Darryl, Redmond’s director of marketing and business development, is the grandson of the company’s cofounder, Milo Bosshardt.

In 1958, Milo and his brother, Lamar, started a humble business selling salt that they harvested by hand from their Redmond, Utah farm property. 

The ranchers who bought the natural and mineral-rich salt saw an increase in the health of their herds, and the business prospered.

What launched the enterprise to another level, however, was the recognized fact that Redmond salt worked better than other salts to deice roads, and the company began marketing highway deicing salt, now sold as Ice Slicer.  

How Redmond Inc’s bottom line puts the community on top

Noted on the 2016 Forbes Best Small Companies in America list, Redmond Inc.’s 17 business units include Ice Slicer, Real Salt culinary salt, and Real Foods grocery stores.
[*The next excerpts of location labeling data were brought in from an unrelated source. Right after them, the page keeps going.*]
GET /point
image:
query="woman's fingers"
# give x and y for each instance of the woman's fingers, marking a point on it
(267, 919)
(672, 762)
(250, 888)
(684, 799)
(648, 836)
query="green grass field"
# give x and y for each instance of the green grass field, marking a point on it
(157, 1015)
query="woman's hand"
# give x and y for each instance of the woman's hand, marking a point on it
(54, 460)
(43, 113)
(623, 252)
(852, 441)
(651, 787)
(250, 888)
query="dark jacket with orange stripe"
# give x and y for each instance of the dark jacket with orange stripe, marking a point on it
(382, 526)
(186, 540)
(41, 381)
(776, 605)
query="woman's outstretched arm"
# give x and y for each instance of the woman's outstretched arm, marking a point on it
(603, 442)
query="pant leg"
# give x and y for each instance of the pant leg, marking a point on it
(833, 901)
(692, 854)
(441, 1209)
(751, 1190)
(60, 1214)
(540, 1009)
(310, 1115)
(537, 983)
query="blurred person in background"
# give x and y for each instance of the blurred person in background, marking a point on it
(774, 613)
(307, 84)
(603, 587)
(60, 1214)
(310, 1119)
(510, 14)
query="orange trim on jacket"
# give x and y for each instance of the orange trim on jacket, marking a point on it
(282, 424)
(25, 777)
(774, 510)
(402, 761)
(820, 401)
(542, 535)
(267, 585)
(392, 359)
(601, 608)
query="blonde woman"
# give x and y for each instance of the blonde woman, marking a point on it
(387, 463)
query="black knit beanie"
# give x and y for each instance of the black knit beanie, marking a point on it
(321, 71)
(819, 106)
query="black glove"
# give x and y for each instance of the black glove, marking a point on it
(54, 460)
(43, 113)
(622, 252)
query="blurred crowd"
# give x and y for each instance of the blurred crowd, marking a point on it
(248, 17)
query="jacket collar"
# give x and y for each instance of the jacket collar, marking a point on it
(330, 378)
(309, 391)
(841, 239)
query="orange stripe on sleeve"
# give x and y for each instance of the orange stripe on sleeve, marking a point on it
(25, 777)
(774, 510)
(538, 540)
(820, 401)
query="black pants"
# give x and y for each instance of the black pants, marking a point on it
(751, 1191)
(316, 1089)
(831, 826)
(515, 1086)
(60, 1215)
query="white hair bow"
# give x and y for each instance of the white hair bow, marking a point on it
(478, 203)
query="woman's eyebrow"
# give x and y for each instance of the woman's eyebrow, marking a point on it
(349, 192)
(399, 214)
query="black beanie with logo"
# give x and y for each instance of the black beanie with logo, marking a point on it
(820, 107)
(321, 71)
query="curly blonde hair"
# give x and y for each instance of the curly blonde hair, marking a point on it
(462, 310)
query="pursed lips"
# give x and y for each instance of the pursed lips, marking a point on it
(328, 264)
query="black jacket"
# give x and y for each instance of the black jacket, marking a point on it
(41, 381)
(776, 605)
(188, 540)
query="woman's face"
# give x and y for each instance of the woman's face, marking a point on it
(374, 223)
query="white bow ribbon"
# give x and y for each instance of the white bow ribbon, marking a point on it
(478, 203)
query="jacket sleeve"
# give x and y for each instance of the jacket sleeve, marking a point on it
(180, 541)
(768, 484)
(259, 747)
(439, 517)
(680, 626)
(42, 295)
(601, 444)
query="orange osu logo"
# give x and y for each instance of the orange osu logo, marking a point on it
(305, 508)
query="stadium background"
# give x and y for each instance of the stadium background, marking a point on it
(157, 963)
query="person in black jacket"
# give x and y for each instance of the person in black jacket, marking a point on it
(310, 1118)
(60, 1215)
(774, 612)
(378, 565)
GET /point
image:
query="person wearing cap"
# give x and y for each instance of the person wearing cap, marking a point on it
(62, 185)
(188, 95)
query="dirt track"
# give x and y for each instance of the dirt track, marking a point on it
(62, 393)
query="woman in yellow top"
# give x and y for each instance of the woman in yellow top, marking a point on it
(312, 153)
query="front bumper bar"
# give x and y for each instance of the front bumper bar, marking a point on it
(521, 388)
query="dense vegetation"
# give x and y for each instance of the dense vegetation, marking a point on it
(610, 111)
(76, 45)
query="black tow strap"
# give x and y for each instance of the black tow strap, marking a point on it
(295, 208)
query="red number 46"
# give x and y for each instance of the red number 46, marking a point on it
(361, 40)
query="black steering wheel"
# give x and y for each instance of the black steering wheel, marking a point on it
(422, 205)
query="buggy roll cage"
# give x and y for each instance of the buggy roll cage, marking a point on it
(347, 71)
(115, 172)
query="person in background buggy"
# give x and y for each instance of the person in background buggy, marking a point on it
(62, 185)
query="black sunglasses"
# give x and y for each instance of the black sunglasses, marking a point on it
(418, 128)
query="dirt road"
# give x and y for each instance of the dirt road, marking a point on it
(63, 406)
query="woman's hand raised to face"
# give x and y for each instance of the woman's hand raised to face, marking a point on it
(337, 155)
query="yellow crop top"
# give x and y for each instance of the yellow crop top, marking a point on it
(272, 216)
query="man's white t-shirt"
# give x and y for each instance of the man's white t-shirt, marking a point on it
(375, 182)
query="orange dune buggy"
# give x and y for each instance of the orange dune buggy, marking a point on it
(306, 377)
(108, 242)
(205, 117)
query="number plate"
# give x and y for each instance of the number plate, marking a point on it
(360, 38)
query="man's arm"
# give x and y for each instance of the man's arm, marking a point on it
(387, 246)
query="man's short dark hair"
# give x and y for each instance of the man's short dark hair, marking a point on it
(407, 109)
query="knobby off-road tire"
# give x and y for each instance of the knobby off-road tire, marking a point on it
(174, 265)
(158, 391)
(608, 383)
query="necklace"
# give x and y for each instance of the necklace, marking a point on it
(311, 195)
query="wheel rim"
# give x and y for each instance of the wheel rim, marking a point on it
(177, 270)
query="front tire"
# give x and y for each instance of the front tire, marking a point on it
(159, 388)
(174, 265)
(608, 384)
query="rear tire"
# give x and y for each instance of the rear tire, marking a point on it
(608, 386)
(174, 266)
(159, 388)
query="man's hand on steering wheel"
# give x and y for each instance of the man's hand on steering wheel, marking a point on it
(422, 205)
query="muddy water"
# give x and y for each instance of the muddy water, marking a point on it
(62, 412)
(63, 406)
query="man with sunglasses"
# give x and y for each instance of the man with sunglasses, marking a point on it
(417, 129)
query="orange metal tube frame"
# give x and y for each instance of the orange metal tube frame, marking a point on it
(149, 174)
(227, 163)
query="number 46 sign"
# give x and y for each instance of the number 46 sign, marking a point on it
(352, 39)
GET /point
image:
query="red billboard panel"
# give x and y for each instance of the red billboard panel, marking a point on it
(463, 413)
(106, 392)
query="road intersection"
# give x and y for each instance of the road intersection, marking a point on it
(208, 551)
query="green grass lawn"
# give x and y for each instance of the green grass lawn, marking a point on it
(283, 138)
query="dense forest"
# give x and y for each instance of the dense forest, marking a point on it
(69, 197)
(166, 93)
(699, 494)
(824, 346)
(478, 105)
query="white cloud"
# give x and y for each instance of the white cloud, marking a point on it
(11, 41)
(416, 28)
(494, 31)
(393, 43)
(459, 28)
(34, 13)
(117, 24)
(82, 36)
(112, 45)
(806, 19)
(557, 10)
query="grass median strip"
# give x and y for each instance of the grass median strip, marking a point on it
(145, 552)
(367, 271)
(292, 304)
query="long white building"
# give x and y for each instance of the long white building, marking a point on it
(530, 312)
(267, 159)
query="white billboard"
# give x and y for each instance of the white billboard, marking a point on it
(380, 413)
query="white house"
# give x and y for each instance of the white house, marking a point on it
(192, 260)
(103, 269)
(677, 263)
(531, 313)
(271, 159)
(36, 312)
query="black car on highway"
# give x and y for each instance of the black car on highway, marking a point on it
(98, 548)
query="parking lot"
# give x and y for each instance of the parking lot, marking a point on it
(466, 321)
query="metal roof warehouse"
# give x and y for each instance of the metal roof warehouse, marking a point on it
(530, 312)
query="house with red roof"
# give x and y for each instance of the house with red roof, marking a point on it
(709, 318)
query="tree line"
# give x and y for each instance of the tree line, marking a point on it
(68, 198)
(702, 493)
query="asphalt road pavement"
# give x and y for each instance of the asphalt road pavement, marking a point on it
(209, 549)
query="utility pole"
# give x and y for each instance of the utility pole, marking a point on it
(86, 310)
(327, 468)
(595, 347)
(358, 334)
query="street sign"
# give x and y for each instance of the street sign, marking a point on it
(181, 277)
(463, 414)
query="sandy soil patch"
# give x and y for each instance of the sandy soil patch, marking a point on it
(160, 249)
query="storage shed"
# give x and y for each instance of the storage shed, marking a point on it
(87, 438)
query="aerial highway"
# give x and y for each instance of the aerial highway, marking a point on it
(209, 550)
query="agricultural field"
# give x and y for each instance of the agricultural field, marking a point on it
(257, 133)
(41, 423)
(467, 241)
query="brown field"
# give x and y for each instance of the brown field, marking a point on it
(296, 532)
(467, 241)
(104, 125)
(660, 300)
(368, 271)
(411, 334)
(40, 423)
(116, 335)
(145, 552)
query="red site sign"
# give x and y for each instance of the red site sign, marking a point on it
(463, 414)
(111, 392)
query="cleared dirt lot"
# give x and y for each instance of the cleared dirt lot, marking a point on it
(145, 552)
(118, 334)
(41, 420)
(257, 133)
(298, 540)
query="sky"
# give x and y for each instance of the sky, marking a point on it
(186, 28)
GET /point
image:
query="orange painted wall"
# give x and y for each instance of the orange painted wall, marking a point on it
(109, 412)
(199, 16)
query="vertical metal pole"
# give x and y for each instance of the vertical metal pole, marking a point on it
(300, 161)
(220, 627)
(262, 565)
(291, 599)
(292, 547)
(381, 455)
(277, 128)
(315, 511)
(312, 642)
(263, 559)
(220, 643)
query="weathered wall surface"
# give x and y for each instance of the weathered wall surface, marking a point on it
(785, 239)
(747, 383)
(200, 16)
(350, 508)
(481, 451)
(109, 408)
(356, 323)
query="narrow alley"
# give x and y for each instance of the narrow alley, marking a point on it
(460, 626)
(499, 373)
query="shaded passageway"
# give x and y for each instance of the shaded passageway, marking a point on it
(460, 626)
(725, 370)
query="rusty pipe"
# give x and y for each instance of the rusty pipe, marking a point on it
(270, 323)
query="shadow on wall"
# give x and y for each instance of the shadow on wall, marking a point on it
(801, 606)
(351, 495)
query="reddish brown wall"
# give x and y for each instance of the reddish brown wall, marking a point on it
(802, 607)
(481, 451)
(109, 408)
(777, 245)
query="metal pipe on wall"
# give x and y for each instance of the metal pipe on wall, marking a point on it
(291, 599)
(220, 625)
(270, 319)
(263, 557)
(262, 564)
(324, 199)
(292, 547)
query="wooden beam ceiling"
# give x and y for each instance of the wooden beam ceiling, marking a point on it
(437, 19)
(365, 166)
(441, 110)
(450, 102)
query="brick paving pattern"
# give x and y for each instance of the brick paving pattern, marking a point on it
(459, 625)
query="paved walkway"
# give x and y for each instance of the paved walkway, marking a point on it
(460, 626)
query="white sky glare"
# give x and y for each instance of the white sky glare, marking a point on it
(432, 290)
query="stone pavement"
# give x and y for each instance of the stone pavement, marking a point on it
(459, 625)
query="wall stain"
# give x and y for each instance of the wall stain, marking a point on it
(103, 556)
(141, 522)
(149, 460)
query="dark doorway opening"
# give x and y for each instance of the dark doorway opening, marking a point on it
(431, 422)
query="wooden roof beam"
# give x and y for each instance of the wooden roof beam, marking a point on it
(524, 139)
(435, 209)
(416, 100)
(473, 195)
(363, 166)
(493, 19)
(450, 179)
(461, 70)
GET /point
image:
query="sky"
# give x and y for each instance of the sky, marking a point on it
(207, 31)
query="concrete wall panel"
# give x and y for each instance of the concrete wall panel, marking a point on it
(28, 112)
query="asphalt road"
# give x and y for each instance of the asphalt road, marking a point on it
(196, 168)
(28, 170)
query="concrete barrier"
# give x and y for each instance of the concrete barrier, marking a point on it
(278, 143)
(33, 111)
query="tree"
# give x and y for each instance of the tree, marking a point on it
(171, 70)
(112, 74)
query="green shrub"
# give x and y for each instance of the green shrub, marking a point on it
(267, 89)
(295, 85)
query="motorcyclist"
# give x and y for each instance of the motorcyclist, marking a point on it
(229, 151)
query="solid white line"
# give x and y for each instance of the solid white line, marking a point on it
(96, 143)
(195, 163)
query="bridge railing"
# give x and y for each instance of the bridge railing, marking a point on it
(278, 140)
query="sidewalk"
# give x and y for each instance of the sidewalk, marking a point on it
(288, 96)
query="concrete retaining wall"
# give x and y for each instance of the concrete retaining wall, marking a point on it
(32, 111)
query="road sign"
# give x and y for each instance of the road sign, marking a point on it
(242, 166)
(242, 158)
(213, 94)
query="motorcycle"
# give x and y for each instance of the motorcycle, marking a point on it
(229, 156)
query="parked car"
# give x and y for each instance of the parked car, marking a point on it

With the company’s decades-long growth came the need to relocate from the central Utah town of fewer than 800 residents.  

Darryl grew up in Redmond, and he says that it was important within the organization to find a new place that allowed the company to both expand their labor market and satisfy their desire for a small-town feeling.

In 2005, Redmond Inc. established their corporate office in Heber City, which is double the size of Redmond, but still has only one zip code. 

In Heber, Darryl says, it’s easier to express the organization’s mission, which is to “elevate the human experience” for customers, business partners, and employees; and to create a “knit-together company culture” within a small community—what Redmond calls “blending.”  

The organization’s leadership is committed to a “lifetime of investment in relationships,” and endeavors to structure their corporate framework such that work and life holistically blend together rather than separating work life and home life.

“More often than not, people try to balance different compartmentalized areas of their lives, and the result creates stress,” Darryl explains. “We love when our associates’ kids can go to the same school or play on the same basketball team.”

Rather than hosting a fundraiser for, say, the high-school drill team, Redmond will sponsor a community event. They will then give event tickets to coworkers, often those who do not directly work together. The employees strengthen their work relationships outside of work, and also support the event by money spent while they’re enjoying, for example, the Heber Valley Cowboy Poetry Gathering.

The goal is to use funds to increase opportunity for connection. “We want to create an environment in which work can be a bigger part of life.”

“We like simplicity,” he asserts. “Our company was founded on simple values. We treat employees, customers, and partners like we want to be treated.” 

To formalize learning the organization’s mindset, each Redmond employee participates in a year-long program in which they read books on leadership, watch TED talks, and learn the language and framework of the company’s values and culture. 

“We continue to refine and define the principles related to ‘elevate the human experience,’ and we’ve gotten better at finding what works, what supports what we believe. We’re certainly not the brainchild of these ideas,” Darryl says, “but we’ve been a good sponge.”  

“I feel fortunate to live in a capitalistic society,” Darryl says, “but because of capitalism’s drive for accomplishment and success, business is often perceived as a struggle, a fight. We just try to create the best products and be the best in a competitive environment. We’re a market-driven company,”

Then adds, “but something like watching the sack races in the local park helps to remind us that life is more important than just work. It’s easier to remember that in Heber.”